Jabari Parker and Rodney Hood will find out about the nation's best rivalry soon enough.
Jabari Parker and Rodney Hood will find out about the nation's best rivalry soon enough.
Jim McIsaac

The nonsense du jour is comparing the Kentucky-Louisville rivalry to Duke-UNC and arguing that that rivalry is better.

Obviously that's a great rivalry too. You'd have to be nuts not to recognize it, like you'd have to be nuts not to recognize the intensity between Auburn and Alabama in football, Clemson and South Carolina and Ohio State and Michigan in anything, Arizona and Arizona State, which is as heated and as ugly as any rivalry anywhere.

We'll still take Duke and Carolina, for several reasons.

First, in a real rivalry, you don't dodge your opponent for a quarter of a century, which Kentucky did when the Wildcats refused to schedule Louisville.

Second, in the Commonwealth, for the most part Louisville is a red island in a sea of blue. Louisville has fans outside of town, but it's not like the base is split significantly.

And third, most of Kentucky's players only ever play Louisville once anymore. The only institutional memory of the rivalry is with the coach and bench warmers and, of course, fans.

And finally, in the Triangle, there's no escaping it. Coach K's and Dean Smith's kids famously had the same piano teacher. You hear about it at the bus stop when you're a kid. In high school, everyone takes sides. And when you go to work, you're going to sit next to someone who strongly dislikes the school you prefer.

Married couples watch the game in opposite ends of the house to protect their marriage.

Dean Smith got married in Duke Chapel - and his Cadillac got dented while he was doing it.

You hear it in church, in the elevator, and it's endless. In a good year, there can be three games Rick Bozich of the Louisville paper ignorantly calls it "an NBA playoffs mini-series."

That's not it.

It's a chance for greatness and redemption. Duke's 1988 "Triple Crown" over UNC was an absolute passion play.

Remember the 1992 game, the Bloody Montross game? Remember Gerald Henderson's collision with Tyler Hansbrough?  The Heyman game, where Art Heyman and Larry Brown personally took the rivalry to a completely different plane?
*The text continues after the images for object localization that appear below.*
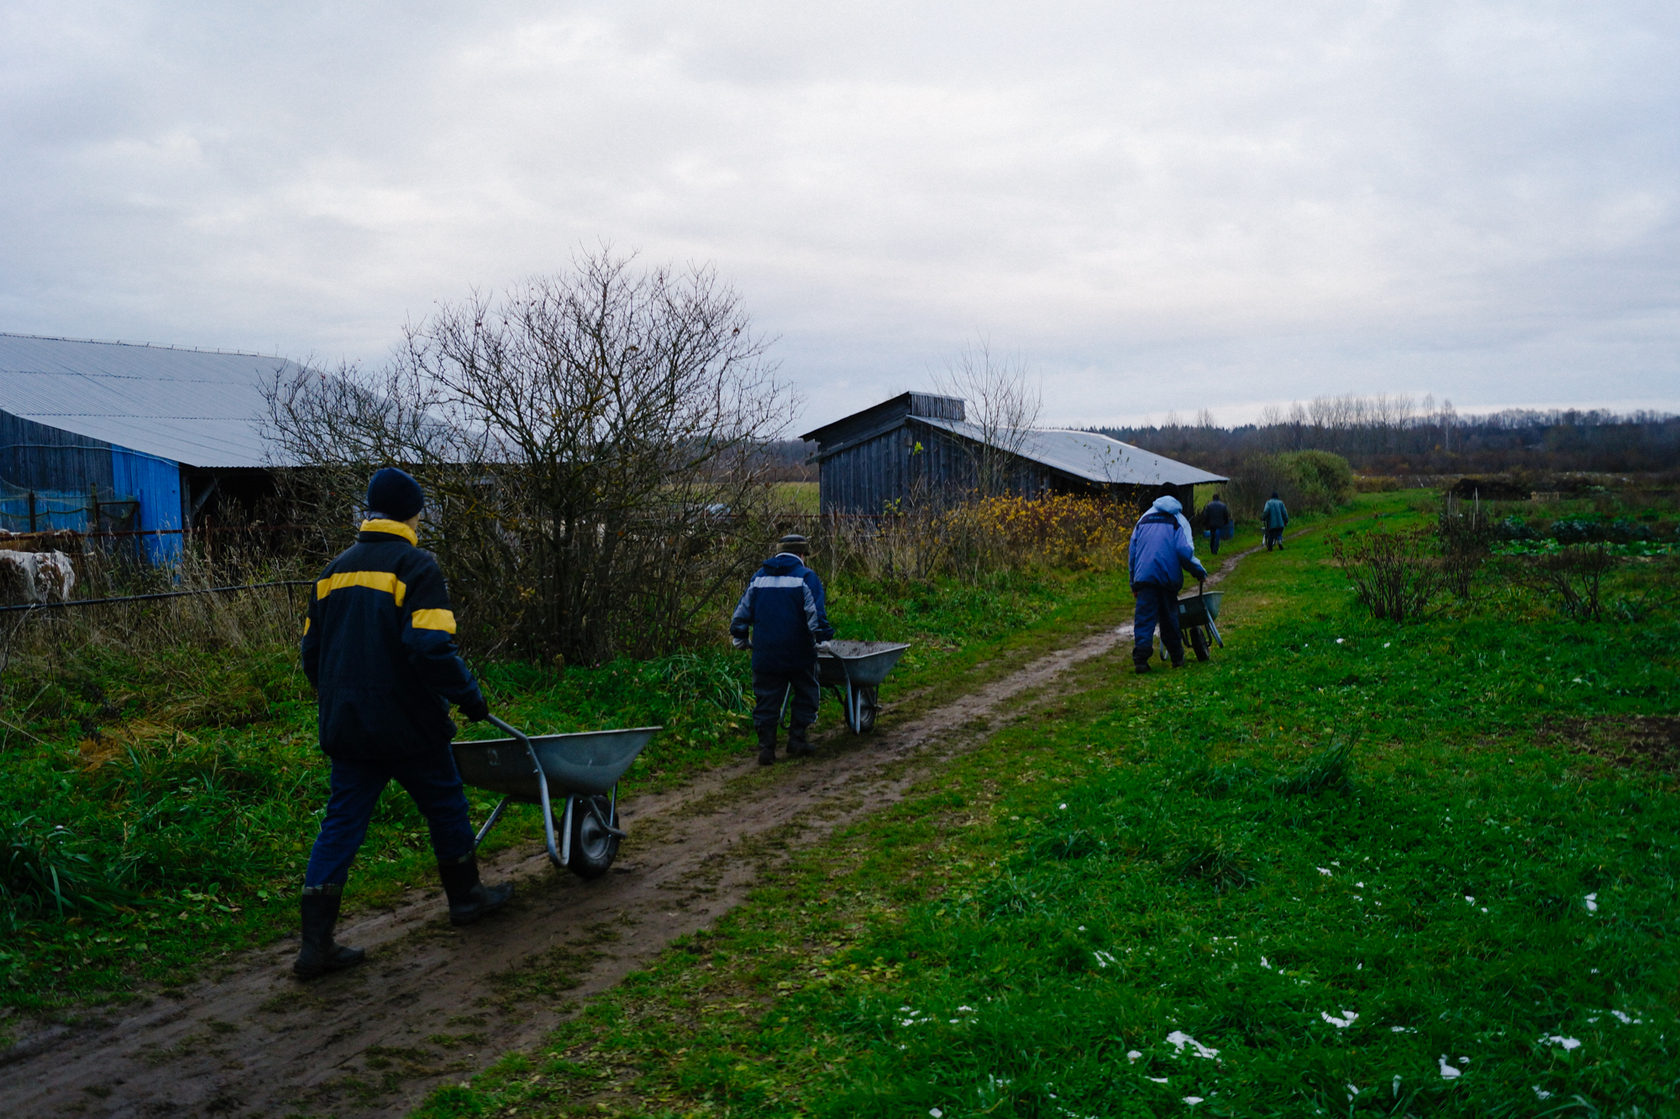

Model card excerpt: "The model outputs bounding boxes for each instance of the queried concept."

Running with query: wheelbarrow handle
[484,714,566,868]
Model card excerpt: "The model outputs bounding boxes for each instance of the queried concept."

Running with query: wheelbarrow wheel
[565,795,620,879]
[1190,625,1210,661]
[855,686,879,733]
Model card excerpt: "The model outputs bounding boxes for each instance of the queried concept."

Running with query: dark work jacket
[1203,500,1231,530]
[729,552,835,674]
[301,520,485,759]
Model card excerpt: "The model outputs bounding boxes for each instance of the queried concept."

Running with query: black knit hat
[777,533,810,554]
[366,467,424,520]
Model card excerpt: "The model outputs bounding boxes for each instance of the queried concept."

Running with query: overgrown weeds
[1,817,140,929]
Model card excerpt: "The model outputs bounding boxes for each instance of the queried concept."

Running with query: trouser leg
[304,757,388,889]
[787,663,820,733]
[752,672,790,734]
[1132,583,1158,668]
[393,748,477,865]
[1157,587,1186,665]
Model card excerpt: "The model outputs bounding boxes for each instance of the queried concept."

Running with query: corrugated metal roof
[0,333,304,468]
[917,416,1228,487]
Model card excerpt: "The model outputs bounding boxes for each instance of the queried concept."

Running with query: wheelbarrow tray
[817,640,911,688]
[1176,591,1222,628]
[453,726,660,800]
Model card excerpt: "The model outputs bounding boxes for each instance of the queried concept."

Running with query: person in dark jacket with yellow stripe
[293,468,511,980]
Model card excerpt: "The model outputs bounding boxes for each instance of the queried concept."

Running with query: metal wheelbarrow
[816,640,911,733]
[451,716,660,878]
[1173,585,1224,662]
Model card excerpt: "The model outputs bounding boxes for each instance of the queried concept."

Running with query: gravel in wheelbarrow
[817,640,910,733]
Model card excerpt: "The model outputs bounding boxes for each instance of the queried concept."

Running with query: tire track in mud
[0,559,1249,1118]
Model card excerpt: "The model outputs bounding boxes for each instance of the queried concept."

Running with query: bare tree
[265,248,798,664]
[932,338,1043,500]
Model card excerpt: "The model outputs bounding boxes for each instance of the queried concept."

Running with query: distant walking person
[1261,491,1290,550]
[1129,495,1208,674]
[731,533,835,764]
[1202,493,1232,555]
[294,468,511,981]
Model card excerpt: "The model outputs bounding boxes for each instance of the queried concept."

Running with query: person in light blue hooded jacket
[1128,495,1207,673]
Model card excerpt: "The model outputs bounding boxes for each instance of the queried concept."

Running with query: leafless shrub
[1436,491,1496,598]
[1518,544,1616,622]
[1330,526,1443,621]
[264,248,799,665]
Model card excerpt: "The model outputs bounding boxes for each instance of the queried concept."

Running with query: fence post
[28,490,37,533]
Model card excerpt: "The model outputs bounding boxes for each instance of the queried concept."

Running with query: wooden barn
[0,332,303,560]
[801,391,1227,517]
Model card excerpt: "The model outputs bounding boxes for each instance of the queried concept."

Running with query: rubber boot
[293,886,366,980]
[437,852,513,927]
[1133,649,1152,675]
[756,724,777,766]
[787,726,814,758]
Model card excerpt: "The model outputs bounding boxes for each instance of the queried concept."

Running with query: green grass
[412,493,1680,1117]
[0,556,1124,1018]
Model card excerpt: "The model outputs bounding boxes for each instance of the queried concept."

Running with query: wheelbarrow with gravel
[451,716,660,878]
[816,640,911,733]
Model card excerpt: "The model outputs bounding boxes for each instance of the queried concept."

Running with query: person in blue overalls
[293,468,512,980]
[730,533,834,765]
[1129,495,1208,674]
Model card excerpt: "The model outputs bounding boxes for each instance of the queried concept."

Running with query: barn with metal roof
[801,391,1227,517]
[0,332,302,558]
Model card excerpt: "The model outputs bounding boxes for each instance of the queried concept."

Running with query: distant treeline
[1093,395,1680,477]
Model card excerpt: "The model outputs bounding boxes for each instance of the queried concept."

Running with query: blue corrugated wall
[110,446,183,562]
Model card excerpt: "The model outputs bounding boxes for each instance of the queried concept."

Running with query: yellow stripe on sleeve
[302,617,311,635]
[410,608,457,634]
[316,570,408,606]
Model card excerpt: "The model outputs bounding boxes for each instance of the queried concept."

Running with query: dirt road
[0,562,1240,1118]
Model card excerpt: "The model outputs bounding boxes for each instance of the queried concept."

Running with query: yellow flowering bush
[939,494,1133,574]
[822,493,1132,581]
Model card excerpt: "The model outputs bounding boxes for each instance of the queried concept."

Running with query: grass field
[5,489,1677,1114]
[412,494,1680,1117]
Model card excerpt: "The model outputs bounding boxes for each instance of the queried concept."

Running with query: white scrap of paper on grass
[1610,1010,1644,1025]
[1439,1056,1461,1079]
[1534,1086,1554,1100]
[1165,1031,1220,1060]
[1318,867,1333,876]
[1585,893,1599,913]
[1540,1035,1582,1050]
[1149,1077,1169,1084]
[1128,1050,1143,1063]
[1183,1098,1204,1106]
[1321,1010,1359,1028]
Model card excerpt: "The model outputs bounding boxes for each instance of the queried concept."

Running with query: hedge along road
[0,547,1257,1119]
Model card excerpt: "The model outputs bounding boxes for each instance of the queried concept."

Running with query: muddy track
[0,559,1249,1118]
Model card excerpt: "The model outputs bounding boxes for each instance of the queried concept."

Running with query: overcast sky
[3,1,1676,433]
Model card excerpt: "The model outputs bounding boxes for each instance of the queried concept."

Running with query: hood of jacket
[760,552,806,575]
[1150,495,1183,517]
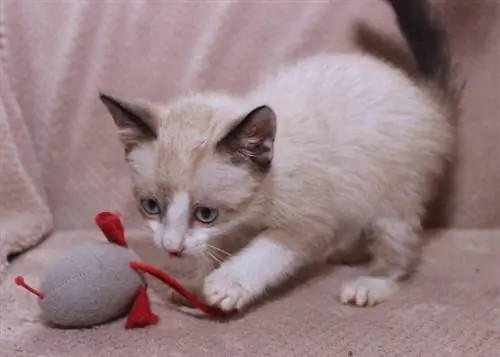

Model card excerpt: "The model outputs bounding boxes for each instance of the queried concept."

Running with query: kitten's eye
[193,206,219,224]
[140,198,161,215]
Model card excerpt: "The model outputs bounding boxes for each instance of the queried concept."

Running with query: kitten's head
[100,93,276,257]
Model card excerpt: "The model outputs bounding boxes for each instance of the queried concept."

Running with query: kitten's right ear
[99,93,158,152]
[217,105,277,171]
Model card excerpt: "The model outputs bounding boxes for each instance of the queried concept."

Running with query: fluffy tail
[386,0,460,105]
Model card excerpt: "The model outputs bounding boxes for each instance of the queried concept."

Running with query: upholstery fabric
[0,1,498,356]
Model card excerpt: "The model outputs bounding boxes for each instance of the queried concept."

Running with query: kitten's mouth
[167,250,184,258]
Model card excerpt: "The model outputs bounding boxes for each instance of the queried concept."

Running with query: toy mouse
[15,211,228,329]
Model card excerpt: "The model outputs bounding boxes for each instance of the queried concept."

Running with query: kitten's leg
[341,218,421,307]
[203,230,303,312]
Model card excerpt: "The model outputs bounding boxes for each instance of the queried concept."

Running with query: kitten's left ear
[99,93,158,153]
[217,105,277,171]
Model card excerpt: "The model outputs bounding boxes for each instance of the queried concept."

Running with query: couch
[1,1,499,356]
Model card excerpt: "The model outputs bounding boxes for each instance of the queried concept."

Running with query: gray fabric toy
[14,211,227,329]
[14,212,159,329]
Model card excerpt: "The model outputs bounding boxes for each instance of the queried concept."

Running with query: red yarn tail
[14,276,45,299]
[95,211,128,247]
[130,261,231,317]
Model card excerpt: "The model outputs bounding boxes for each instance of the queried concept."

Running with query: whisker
[206,248,226,263]
[201,252,217,274]
[206,251,222,264]
[200,253,211,270]
[207,244,233,258]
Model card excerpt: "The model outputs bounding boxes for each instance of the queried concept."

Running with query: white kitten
[101,0,458,312]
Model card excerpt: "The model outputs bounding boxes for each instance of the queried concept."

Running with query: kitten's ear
[217,105,277,170]
[99,93,158,152]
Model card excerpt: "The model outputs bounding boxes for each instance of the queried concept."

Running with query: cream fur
[118,52,453,312]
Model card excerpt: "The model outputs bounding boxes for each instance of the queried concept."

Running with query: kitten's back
[247,54,451,225]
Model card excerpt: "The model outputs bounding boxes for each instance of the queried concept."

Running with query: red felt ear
[95,211,128,248]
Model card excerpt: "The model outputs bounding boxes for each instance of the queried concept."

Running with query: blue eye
[140,198,161,215]
[193,206,219,224]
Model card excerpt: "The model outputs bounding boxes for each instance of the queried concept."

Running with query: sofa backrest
[4,0,499,229]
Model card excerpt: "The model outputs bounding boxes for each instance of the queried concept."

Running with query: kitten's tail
[386,0,461,107]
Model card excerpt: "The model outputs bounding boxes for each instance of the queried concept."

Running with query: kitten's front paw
[203,269,253,312]
[340,276,397,307]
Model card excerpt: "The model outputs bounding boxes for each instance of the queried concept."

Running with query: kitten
[100,0,458,312]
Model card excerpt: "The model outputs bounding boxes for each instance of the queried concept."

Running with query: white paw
[340,276,397,307]
[203,269,253,312]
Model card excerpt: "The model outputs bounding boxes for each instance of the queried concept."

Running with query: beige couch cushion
[1,1,499,355]
[0,65,53,280]
[1,229,499,356]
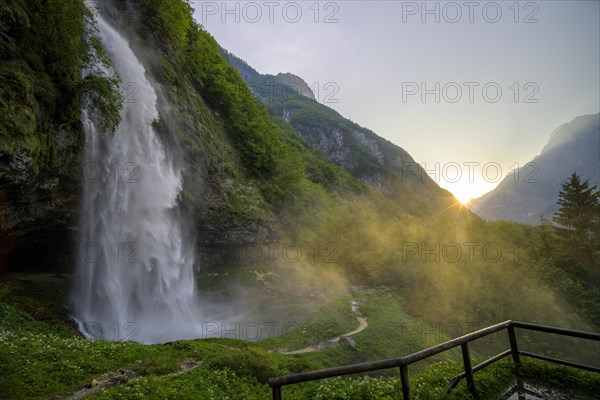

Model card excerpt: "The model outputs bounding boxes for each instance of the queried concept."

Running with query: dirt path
[277,300,368,355]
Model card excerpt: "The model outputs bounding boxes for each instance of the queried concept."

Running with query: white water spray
[73,13,201,343]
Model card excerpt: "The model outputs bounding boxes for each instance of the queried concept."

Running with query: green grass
[0,297,277,399]
[261,289,461,366]
[0,276,76,334]
[252,288,468,383]
[273,359,600,400]
[259,294,358,352]
[516,359,600,394]
[86,367,270,400]
[350,291,461,364]
[1,277,599,399]
[195,267,257,291]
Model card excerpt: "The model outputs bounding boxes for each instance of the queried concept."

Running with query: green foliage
[0,282,10,299]
[88,368,270,400]
[265,92,386,179]
[135,0,192,53]
[517,359,600,394]
[124,0,362,219]
[0,60,40,153]
[2,275,600,399]
[553,172,599,233]
[309,376,400,400]
[261,295,359,352]
[279,359,600,400]
[552,173,600,272]
[0,296,269,399]
[182,24,286,178]
[0,0,122,169]
[515,176,600,329]
[274,117,365,194]
[351,292,461,362]
[527,218,600,328]
[80,73,123,134]
[292,200,600,363]
[223,50,452,216]
[206,347,278,383]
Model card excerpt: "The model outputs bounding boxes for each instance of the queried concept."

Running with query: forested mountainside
[224,51,456,215]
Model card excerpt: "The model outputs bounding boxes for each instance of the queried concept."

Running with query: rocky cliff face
[469,113,600,224]
[0,127,82,273]
[271,73,316,101]
[285,108,452,214]
[223,51,315,101]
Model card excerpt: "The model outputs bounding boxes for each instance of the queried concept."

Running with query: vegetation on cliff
[0,0,122,169]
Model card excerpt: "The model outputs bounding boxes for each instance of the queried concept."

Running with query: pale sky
[192,1,600,202]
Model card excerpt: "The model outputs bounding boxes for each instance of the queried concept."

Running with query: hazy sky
[192,1,600,202]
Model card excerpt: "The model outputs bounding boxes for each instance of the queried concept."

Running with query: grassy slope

Kentucky-Louisville is at a high point now because Rick Pitino at Louisville is an immensely proud man. John Calipari is nearly as proud, but he's also brittle and prone to bizarre fears. While he was with the Nets, his character flaws really hurt the team.

And there is one final element of rage driving this rivalry currently and that's Kentucky fans who have never forgiven Pitino for taking the Louisville job in the first place.

Can this rivalry maintain its intensity with these two icons who thoroughly dislike each other gone? Maybe, but maybe not, too. It remains to be seen.

In our case, Duke-UNC will endure as it has for decades. The only appropriate comparison is Cincinnati and Xavier. It's on a lower level than Kentucky-Louisville, but it has every bit of the intensity and drama of crosstown rivals who throw themselves at each other like two drowning men fighting for a board.